La science dure ne fait plus recette et n’attire plus autant les étudiants. Avec des conséquences prévisibles non négligeables à moyen terme. Fort de ce constat, l’Essonne organise les 7 et 8 octobre un colloque intitulé «Développer le goût des sciences, rendre les métiers scientifiques accessibles aux jeunes». Il faut dire que dans un département qui compte l’université d’Orsay, l’Ecole polytechnique, le Commissariat à l’énergie atomique (CEA), l’Institut national de la recherche agronomique (l’Inra) ou encore les centres de recherche de Danone, Sagem et Thales, le sujet est particulièrement sensible.
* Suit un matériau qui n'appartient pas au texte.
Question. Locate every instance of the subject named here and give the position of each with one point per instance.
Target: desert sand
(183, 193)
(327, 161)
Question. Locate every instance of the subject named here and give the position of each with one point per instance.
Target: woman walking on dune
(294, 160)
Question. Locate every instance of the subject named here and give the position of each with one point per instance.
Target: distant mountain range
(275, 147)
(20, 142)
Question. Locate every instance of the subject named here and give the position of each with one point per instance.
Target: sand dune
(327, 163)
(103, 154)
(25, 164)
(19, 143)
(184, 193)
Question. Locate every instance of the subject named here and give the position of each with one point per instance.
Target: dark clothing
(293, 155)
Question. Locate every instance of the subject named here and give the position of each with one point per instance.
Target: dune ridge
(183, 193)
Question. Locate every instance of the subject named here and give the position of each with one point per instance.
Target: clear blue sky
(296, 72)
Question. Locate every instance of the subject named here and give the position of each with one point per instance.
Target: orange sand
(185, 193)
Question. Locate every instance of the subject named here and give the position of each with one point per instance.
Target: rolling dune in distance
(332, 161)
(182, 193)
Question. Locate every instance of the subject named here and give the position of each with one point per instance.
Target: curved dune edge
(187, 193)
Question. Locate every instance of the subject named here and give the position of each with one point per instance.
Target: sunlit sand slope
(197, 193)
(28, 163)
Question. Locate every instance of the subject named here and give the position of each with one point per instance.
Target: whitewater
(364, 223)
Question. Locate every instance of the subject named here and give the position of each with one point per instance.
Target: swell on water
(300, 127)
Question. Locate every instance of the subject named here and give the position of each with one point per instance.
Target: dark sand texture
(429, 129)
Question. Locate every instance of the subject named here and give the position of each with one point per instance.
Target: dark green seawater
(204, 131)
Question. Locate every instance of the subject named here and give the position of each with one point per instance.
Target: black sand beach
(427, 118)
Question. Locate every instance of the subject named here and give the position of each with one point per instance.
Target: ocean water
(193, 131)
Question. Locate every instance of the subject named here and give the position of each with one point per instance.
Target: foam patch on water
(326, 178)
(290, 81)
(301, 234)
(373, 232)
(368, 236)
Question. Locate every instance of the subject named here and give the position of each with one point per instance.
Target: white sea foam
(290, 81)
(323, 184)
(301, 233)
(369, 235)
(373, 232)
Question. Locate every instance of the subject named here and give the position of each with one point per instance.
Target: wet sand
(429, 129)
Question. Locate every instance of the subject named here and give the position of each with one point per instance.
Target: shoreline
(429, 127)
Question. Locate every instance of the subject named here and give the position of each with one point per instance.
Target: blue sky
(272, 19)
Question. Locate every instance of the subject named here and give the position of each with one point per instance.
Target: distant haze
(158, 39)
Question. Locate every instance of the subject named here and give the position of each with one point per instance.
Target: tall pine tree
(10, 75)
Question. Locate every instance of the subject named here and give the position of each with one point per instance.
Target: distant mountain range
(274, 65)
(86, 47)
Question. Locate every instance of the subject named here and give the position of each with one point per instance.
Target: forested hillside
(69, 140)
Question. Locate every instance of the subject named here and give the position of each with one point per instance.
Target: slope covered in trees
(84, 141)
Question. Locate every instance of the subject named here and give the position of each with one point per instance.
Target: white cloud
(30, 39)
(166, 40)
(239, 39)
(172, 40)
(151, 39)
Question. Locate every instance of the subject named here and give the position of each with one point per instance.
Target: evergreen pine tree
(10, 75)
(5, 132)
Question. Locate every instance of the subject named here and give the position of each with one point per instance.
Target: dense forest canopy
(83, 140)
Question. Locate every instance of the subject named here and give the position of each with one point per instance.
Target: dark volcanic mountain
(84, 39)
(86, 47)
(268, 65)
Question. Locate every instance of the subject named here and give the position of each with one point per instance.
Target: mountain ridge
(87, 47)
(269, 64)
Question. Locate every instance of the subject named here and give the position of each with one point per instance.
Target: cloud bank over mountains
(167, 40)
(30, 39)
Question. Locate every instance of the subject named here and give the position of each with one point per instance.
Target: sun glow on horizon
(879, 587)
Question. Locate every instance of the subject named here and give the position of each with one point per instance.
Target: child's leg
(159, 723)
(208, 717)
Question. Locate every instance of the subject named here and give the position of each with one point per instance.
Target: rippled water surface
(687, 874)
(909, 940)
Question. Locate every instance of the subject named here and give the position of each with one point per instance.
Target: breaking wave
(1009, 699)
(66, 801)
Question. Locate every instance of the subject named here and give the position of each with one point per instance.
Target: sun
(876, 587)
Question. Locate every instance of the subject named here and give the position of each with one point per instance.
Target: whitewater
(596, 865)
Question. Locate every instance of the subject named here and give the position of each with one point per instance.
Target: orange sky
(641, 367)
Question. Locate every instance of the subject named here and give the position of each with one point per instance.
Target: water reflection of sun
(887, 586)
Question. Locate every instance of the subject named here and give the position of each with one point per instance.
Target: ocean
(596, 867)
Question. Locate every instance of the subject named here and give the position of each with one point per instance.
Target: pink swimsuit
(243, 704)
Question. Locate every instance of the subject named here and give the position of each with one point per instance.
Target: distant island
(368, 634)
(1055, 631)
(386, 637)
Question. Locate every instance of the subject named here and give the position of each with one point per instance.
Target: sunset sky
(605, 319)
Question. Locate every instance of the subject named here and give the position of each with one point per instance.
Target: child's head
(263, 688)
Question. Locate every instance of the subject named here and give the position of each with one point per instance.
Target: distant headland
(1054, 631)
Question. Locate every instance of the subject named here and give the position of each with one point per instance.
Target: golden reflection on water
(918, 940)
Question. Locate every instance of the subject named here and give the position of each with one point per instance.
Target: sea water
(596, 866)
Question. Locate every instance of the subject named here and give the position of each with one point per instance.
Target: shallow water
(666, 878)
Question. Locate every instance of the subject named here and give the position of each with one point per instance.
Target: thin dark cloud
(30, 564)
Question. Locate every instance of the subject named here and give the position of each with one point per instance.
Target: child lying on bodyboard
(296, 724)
Alors que le nombre d’étudiants à l’université en France, toutes filières confondues, a augmenté de 86% entre 1989 et 2003, on compte seulement 2% de docteurs scientifiques en plus. Parallèlement, d’ici à cinq ans, le tiers de la population active dont l’activité professionnelle repose sur une formation scientifique aura atteint l’âge de la retraite. Comme le note le conseil général de l’Essonne, depuis 1996, les deugs en science dure ont perdu 25% de leurs étudiants (et 46% pour les deugs de physique).

 Jean-Pierre Bourguignon, directeur de l’Institut des Hautes études scientifiques (IHES) est président du comité scientifique du colloque. Le mathématicien s’inquiète de la réticence des jeunes face à la science. «Puisqu’elle n’apporte pas que du bien, ils ne veulent pas exercer un métier scientifique. Certes la science n’est pas synonyme de progrès, mais il n’y aura pas de progrès sans science.»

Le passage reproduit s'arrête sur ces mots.